First you need to download the Casia-Webface for trainning and LFW-funneled for validation and testing and icbrw to test in surveillance environments.
- Casia-Webface: https://paperswithcode.com/dataset/casia-webface
- LFW-funneled: http://vis-www.cs.umass.edu/lfw/
- ICB-RW: http://icbrw.di.ubi.pt/
To obtain better results, we need to align the faces.
You can align all datasets using align_dataset_mtcnn.py
(from https://github.com/davidsandberg/facenet).
Unfortunately, the tensorflow version was outdated so the following minor changes had to be made in align_dataset_mtcnn.py
:
remove the value, feed_in, dim = (inp, input_shape[-1])
#need to import the following packages
import tensorflow.compat.v1 as tf #ignore the red warning
import imageio # to replace misc.imread() as format: imageio.imread(os.path.join(emb_dir, i))
from PIL import Image # to replace misc.resize as format: scaled = np.array(Image.fromarray(cropped).resize((args.image_size, args.image_size), Image.BILINEAR))
#add this things to the code
In the script detect_face.py
change:
Row 85, replace as format: data_dict = np.load(data_path, encoding='latin1', allow_pickle=True).item()
Finally, you need to change the path of the directories in run_align.sh
and then run the script.
At this stage, you need to split the training dataset in 80% of the photos to train and 20% for validation.

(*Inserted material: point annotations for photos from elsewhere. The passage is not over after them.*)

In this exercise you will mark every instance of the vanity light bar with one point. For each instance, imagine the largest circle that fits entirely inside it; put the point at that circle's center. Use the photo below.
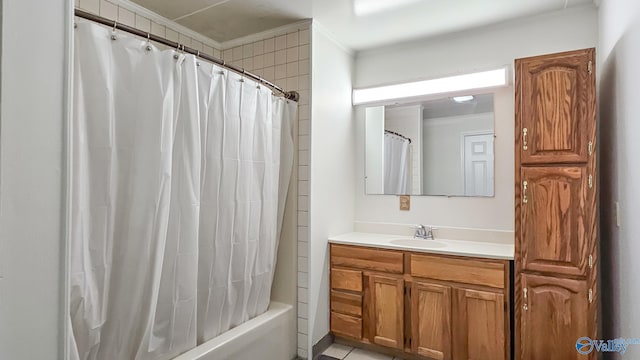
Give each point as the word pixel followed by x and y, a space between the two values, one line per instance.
pixel 479 80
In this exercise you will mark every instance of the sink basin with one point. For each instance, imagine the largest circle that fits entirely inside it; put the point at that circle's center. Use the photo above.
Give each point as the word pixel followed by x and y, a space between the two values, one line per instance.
pixel 426 244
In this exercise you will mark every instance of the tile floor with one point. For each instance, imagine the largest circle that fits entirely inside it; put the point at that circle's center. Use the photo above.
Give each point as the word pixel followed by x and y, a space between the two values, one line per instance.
pixel 344 352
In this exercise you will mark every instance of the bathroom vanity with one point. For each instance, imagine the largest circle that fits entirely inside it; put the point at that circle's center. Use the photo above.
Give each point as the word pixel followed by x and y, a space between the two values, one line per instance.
pixel 434 299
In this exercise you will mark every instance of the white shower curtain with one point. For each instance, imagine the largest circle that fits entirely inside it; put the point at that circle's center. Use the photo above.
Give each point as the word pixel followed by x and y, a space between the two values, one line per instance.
pixel 179 174
pixel 396 165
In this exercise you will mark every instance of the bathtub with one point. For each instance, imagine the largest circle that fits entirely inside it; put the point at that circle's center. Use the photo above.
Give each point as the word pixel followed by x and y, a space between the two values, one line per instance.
pixel 270 336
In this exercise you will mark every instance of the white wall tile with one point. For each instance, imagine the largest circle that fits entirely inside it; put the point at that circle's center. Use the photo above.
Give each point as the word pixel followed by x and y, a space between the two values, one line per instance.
pixel 108 10
pixel 247 51
pixel 303 52
pixel 303 37
pixel 303 249
pixel 303 231
pixel 269 45
pixel 258 48
pixel 281 72
pixel 292 54
pixel 281 57
pixel 281 42
pixel 292 69
pixel 126 17
pixel 269 73
pixel 227 55
pixel 269 59
pixel 158 29
pixel 237 53
pixel 292 39
pixel 303 325
pixel 303 67
pixel 303 205
pixel 303 266
pixel 303 172
pixel 172 35
pixel 303 126
pixel 184 39
pixel 303 280
pixel 142 23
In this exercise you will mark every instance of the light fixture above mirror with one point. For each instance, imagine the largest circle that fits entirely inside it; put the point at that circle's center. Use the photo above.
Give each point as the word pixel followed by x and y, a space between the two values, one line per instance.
pixel 446 85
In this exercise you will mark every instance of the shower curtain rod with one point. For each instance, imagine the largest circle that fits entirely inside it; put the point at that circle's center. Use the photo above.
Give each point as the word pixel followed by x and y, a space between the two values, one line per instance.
pixel 399 135
pixel 290 95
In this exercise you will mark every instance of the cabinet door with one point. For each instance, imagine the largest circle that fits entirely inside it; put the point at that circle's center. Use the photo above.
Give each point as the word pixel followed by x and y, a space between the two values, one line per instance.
pixel 554 316
pixel 386 310
pixel 555 107
pixel 479 325
pixel 553 219
pixel 431 320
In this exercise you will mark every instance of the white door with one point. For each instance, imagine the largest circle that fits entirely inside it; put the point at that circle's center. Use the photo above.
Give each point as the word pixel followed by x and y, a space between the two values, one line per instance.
pixel 478 164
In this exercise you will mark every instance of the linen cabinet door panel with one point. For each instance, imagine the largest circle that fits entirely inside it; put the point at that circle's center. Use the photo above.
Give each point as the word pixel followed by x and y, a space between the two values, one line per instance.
pixel 554 315
pixel 553 220
pixel 480 325
pixel 556 107
pixel 386 307
pixel 431 320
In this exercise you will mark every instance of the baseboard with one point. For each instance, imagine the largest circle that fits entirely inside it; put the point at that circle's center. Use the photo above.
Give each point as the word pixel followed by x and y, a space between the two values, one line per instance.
pixel 321 346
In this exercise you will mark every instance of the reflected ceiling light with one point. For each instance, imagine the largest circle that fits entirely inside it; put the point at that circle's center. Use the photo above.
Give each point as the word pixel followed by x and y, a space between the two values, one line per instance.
pixel 480 80
pixel 368 7
pixel 463 98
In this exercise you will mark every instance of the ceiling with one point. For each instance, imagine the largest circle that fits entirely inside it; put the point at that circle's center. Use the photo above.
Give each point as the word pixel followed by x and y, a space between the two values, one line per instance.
pixel 358 24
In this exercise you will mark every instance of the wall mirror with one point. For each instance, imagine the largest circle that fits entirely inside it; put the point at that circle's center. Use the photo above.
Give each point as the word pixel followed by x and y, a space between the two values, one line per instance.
pixel 436 147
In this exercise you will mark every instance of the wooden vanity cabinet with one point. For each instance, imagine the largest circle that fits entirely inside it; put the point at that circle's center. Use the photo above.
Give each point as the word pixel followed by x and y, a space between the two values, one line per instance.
pixel 427 306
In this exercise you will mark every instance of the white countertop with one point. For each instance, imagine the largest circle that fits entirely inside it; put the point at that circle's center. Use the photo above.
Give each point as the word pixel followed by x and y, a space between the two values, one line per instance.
pixel 480 249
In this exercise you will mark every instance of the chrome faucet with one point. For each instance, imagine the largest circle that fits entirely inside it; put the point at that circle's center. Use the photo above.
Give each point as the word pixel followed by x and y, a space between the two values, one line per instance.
pixel 424 232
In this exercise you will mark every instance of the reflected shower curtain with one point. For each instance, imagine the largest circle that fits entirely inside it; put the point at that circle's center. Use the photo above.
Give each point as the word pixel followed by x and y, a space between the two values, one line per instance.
pixel 179 174
pixel 396 165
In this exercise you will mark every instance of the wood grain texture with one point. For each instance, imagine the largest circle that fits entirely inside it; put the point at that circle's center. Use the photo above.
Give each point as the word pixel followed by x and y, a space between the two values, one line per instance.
pixel 345 325
pixel 555 318
pixel 387 310
pixel 479 319
pixel 587 120
pixel 554 107
pixel 485 273
pixel 431 320
pixel 346 303
pixel 360 257
pixel 343 279
pixel 554 220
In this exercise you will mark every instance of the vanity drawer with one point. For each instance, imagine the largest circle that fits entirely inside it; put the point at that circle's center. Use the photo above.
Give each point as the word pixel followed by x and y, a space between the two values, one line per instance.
pixel 346 303
pixel 469 271
pixel 343 279
pixel 389 261
pixel 345 325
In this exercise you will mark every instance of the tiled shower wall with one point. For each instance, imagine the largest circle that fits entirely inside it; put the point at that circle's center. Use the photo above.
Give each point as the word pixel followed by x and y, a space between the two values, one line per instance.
pixel 123 15
pixel 282 57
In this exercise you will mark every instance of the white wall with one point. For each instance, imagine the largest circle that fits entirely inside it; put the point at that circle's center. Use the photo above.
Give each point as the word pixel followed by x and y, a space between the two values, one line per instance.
pixel 332 168
pixel 465 52
pixel 619 111
pixel 32 178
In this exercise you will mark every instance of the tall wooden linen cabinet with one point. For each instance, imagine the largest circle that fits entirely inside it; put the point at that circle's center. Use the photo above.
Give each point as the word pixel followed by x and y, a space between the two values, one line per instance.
pixel 556 251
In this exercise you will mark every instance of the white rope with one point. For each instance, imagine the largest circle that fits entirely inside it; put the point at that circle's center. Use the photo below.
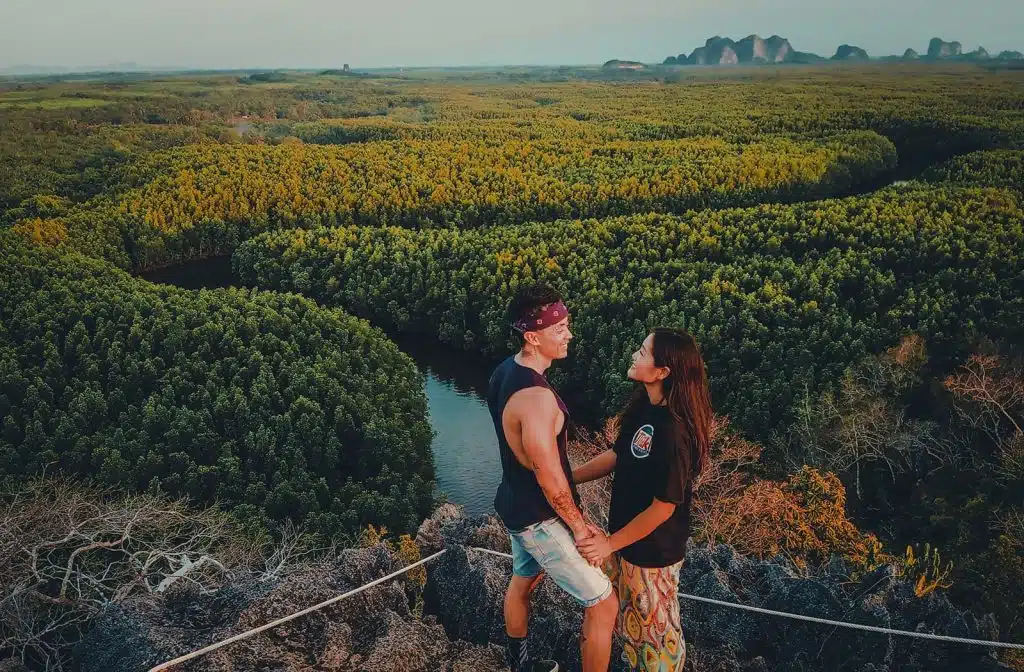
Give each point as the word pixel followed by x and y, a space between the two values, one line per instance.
pixel 272 624
pixel 798 617
pixel 842 624
pixel 855 626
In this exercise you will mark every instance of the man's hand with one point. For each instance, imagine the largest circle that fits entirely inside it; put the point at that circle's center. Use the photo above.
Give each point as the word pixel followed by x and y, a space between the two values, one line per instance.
pixel 596 548
pixel 582 532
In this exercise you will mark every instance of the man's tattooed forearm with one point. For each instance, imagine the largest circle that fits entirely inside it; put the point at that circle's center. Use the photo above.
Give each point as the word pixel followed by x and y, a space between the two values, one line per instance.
pixel 565 507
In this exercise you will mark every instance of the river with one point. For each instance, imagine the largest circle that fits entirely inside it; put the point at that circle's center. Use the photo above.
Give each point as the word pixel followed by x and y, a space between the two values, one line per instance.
pixel 465 454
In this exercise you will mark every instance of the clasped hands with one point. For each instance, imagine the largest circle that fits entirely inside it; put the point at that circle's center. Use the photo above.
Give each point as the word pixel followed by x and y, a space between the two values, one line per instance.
pixel 594 545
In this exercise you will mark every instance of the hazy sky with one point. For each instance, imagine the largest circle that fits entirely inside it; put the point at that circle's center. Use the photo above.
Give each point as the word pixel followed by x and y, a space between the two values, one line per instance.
pixel 377 33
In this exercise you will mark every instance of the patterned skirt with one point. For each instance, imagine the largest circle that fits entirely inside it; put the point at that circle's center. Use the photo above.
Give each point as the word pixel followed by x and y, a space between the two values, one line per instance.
pixel 648 616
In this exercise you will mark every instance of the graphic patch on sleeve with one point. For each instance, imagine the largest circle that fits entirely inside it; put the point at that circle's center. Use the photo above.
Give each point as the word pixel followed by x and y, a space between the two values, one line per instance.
pixel 640 446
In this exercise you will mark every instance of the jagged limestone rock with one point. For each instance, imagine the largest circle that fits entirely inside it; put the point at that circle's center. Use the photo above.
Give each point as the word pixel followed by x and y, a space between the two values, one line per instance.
pixel 463 629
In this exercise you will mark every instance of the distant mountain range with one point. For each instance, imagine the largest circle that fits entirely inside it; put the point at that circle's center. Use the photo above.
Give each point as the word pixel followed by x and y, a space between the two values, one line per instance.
pixel 755 49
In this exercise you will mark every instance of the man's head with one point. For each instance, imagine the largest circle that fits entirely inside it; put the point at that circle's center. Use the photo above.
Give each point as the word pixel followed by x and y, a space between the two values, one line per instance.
pixel 541 321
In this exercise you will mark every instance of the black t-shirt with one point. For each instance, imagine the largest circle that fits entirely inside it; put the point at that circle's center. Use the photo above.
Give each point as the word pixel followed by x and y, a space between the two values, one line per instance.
pixel 648 465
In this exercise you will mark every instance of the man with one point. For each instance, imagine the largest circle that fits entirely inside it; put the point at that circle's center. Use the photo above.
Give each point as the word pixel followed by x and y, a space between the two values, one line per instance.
pixel 537 499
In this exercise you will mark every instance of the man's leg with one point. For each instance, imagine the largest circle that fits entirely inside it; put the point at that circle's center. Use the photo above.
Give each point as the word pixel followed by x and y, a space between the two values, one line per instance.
pixel 517 604
pixel 588 585
pixel 595 640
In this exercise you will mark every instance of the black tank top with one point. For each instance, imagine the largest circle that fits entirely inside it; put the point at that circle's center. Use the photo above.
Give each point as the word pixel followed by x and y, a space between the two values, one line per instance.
pixel 519 501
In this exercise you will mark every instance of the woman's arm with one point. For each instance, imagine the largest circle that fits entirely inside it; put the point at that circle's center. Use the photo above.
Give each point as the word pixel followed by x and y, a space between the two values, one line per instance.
pixel 595 468
pixel 644 523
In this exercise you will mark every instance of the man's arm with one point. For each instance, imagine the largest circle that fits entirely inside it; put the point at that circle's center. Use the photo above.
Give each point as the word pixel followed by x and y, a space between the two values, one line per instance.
pixel 539 421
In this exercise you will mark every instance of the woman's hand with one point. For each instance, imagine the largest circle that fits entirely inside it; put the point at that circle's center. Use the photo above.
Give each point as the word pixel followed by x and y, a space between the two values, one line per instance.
pixel 596 548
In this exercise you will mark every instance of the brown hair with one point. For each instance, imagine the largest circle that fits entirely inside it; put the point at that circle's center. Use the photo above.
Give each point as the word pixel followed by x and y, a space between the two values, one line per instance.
pixel 686 395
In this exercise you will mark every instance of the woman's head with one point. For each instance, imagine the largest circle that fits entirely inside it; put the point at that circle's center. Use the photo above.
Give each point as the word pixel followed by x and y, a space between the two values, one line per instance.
pixel 670 362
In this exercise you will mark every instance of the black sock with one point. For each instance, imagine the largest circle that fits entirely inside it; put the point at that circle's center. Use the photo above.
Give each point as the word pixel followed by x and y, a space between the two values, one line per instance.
pixel 515 653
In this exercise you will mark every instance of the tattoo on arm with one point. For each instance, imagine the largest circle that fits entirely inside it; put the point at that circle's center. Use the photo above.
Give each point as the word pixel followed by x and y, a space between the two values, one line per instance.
pixel 566 509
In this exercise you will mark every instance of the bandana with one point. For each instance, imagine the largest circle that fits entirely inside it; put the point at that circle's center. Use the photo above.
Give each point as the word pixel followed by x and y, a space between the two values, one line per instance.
pixel 539 320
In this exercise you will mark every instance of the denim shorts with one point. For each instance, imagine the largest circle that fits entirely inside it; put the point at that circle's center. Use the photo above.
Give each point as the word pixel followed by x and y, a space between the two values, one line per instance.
pixel 548 546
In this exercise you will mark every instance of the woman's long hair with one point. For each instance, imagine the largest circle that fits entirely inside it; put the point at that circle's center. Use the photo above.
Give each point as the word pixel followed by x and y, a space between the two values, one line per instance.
pixel 686 394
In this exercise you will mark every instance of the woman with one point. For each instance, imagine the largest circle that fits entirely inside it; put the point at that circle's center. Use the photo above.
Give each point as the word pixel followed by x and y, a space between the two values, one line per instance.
pixel 662 446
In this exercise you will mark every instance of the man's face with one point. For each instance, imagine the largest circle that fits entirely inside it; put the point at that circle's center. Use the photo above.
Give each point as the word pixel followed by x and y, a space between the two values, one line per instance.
pixel 553 342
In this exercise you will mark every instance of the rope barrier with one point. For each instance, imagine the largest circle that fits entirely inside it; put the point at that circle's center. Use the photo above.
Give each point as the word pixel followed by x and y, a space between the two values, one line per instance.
pixel 799 617
pixel 249 633
pixel 842 624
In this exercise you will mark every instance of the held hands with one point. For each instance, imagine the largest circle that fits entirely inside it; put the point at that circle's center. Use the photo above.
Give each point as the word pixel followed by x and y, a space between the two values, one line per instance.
pixel 595 546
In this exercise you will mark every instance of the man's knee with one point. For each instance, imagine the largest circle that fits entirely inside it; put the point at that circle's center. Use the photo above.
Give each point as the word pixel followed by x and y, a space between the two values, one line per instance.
pixel 524 586
pixel 606 610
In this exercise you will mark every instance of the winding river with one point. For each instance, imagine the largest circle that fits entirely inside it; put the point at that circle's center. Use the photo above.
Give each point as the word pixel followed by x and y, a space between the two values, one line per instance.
pixel 465 454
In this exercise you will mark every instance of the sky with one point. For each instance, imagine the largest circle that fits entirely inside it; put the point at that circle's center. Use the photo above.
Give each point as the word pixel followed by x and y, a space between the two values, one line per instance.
pixel 431 33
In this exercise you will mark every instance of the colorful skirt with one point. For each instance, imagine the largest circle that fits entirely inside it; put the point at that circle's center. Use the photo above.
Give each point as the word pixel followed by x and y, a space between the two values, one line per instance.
pixel 648 616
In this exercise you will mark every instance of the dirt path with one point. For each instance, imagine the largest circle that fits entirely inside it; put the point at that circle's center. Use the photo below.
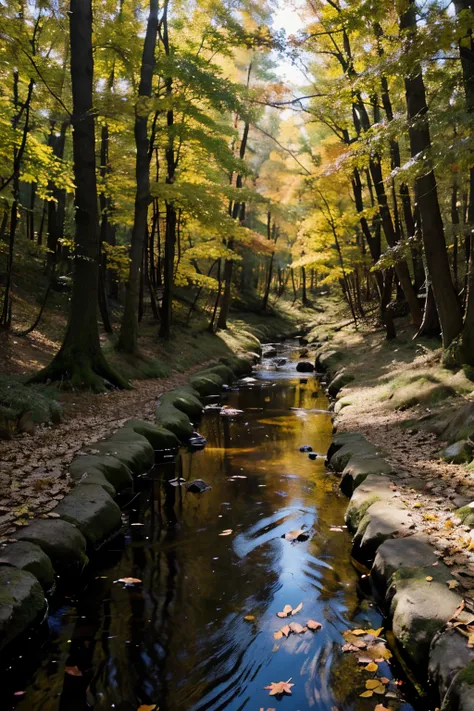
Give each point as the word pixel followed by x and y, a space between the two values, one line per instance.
pixel 33 468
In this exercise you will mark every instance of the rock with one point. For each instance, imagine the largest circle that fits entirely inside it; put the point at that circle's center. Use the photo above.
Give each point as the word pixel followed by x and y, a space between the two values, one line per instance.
pixel 382 521
pixel 420 609
pixel 185 401
pixel 92 511
pixel 26 423
pixel 458 453
pixel 130 448
pixel 342 379
pixel 198 486
pixel 358 469
pixel 460 696
pixel 28 556
pixel 375 488
pixel 449 654
pixel 169 417
pixel 62 542
pixel 21 602
pixel 305 367
pixel 357 447
pixel 107 471
pixel 159 438
pixel 207 384
pixel 197 441
pixel 413 552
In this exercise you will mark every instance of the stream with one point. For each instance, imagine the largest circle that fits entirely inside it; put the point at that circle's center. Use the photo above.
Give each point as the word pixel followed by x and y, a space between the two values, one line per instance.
pixel 179 638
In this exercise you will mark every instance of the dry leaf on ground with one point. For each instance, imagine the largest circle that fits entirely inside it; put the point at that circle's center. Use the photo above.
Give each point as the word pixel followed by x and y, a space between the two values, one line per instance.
pixel 279 688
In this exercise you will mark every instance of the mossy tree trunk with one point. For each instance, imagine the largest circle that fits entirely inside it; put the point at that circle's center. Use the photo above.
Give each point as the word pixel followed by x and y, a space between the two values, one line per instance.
pixel 128 340
pixel 80 361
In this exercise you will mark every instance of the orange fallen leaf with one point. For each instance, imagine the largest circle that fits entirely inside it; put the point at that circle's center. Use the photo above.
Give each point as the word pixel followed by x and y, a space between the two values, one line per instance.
pixel 279 688
pixel 73 671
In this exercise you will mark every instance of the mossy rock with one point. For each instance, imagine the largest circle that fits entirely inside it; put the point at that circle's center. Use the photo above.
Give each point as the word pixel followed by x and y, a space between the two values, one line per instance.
pixel 223 371
pixel 375 488
pixel 30 557
pixel 21 602
pixel 92 511
pixel 359 447
pixel 107 471
pixel 420 609
pixel 130 448
pixel 175 420
pixel 358 469
pixel 458 452
pixel 185 401
pixel 159 437
pixel 62 542
pixel 239 365
pixel 207 384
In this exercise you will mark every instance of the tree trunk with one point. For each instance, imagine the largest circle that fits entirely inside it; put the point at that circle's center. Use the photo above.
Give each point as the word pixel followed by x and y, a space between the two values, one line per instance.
pixel 447 304
pixel 128 339
pixel 80 360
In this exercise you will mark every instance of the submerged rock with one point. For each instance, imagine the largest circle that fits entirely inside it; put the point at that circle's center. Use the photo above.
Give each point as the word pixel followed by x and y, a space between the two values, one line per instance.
pixel 198 486
pixel 305 367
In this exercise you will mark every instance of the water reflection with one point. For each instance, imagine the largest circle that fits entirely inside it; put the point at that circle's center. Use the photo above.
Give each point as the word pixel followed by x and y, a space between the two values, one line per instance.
pixel 179 640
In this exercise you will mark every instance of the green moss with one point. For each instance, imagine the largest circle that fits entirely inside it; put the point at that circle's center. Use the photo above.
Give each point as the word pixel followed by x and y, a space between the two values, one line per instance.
pixel 466 676
pixel 184 400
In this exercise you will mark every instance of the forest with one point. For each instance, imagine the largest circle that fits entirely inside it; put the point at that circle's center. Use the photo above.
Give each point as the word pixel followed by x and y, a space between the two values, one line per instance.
pixel 151 153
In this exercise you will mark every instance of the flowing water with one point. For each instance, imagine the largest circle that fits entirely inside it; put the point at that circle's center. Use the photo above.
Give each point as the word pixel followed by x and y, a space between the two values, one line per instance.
pixel 179 639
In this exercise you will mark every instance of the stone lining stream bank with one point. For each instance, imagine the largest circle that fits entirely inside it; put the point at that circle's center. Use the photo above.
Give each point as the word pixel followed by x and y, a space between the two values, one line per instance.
pixel 430 621
pixel 59 548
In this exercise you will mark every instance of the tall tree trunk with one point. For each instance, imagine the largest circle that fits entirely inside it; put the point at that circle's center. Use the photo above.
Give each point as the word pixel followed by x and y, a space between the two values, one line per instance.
pixel 447 304
pixel 80 360
pixel 128 339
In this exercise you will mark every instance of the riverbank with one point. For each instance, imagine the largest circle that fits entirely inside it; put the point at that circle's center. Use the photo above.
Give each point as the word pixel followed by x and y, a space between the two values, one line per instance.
pixel 403 421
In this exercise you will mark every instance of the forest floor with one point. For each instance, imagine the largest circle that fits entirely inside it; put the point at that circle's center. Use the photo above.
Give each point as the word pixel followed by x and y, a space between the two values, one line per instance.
pixel 33 467
pixel 400 390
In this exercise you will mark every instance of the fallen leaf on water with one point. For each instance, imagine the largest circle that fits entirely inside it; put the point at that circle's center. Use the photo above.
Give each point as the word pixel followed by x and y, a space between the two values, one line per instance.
pixel 371 667
pixel 73 671
pixel 281 687
pixel 297 535
pixel 297 628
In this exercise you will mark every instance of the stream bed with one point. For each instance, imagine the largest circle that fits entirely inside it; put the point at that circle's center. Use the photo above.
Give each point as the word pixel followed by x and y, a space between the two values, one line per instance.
pixel 179 638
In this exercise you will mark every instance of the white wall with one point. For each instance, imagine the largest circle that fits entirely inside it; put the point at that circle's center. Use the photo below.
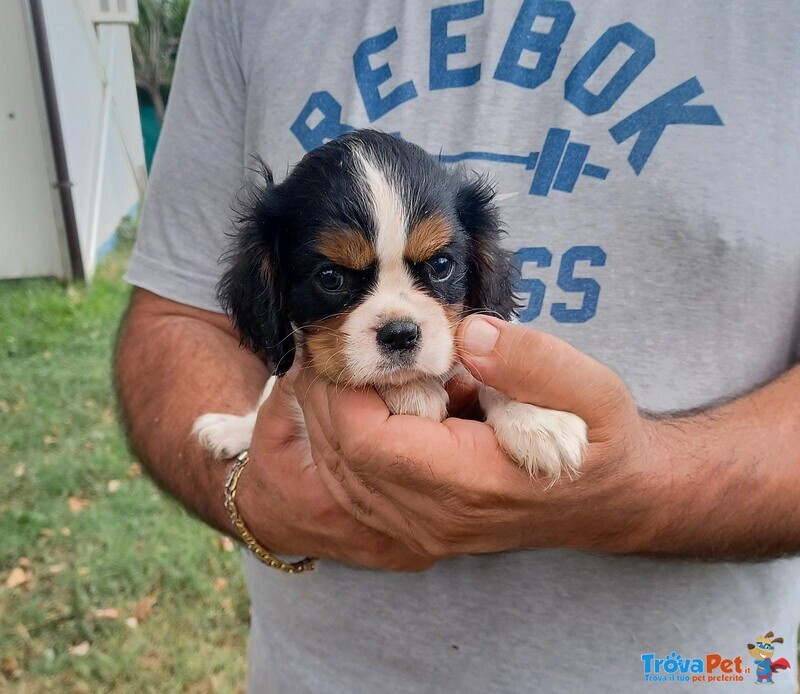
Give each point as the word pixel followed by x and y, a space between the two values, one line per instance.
pixel 32 238
pixel 96 93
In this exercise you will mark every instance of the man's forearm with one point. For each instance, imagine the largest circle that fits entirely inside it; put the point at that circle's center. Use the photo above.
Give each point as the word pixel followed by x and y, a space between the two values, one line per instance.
pixel 174 363
pixel 733 489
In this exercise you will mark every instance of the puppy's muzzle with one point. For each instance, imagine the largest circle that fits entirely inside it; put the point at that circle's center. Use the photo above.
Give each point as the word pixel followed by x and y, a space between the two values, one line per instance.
pixel 398 336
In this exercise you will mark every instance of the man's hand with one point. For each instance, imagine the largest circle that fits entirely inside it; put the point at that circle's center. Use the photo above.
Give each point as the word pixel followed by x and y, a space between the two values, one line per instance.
pixel 647 485
pixel 174 363
pixel 288 508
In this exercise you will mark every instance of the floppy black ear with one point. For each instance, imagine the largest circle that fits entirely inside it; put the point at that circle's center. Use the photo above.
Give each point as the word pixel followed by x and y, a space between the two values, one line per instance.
pixel 251 291
pixel 492 273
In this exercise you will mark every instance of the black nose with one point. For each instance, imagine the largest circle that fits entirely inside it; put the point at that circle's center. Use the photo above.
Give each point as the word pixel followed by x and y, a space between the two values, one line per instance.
pixel 398 335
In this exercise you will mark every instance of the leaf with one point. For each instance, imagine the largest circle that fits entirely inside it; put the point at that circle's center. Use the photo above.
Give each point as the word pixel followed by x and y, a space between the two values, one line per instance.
pixel 144 607
pixel 76 505
pixel 106 613
pixel 80 650
pixel 11 667
pixel 18 577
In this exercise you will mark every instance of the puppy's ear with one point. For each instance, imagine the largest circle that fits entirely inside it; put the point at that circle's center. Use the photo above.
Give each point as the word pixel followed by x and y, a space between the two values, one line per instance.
pixel 492 273
pixel 251 291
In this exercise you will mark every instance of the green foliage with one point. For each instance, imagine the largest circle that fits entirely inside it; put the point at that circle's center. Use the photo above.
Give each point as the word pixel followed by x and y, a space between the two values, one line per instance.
pixel 154 43
pixel 108 564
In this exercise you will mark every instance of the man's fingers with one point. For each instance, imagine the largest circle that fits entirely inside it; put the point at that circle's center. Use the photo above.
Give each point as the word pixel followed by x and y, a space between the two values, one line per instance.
pixel 538 368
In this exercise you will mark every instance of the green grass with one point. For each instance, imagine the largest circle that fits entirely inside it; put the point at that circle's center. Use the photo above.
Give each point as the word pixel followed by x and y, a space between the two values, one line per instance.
pixel 127 548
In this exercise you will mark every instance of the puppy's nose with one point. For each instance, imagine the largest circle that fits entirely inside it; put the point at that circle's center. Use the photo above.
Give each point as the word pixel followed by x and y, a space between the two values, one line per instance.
pixel 398 335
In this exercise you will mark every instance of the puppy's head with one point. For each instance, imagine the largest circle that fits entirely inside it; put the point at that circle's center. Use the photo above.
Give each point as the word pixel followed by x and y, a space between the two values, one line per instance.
pixel 369 253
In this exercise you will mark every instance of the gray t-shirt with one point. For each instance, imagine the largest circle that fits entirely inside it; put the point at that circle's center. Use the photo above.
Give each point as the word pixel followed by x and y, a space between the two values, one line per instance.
pixel 647 160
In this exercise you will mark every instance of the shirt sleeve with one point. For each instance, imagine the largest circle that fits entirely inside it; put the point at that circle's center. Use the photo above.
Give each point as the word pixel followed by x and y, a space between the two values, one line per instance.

You can use create_train_test_splits.py
to do that.
The config.yml
file contains all the configurations necessary to train, test, prepare the data, to create the pairs for the ICB-RW and the paths to use to do evaluation.
To train the model you need to change the following paths according to the location of your files:
- train-path;
- validation-path.
If you want to run the custom callback for lfw in the end of each epoch change the following parameters:
- lfw-callback;
- lfw-callback-pairs.
If you don´t want to do this custom callback you have to change the following lines in train.py
.
Comment line 81
Change callbacks at line 88 to: callbacks=[modelCheckpoint_callback]
Finally, it's possible to run the file as python3 train.py
- Baseline: Train with no align dataset and test with no align dataset and without L2 normalization;
- Align: Train with align dataset and test with align dataset
- Align-L2: Train with align dataset. Test with align dataset, using L2 normalization for the features and calculate euclidean distance between the features
- Align-L2-CosineSim: Train with align dataset. Test with align dataset, using L2 normalization for the features and calculate cosine similarity.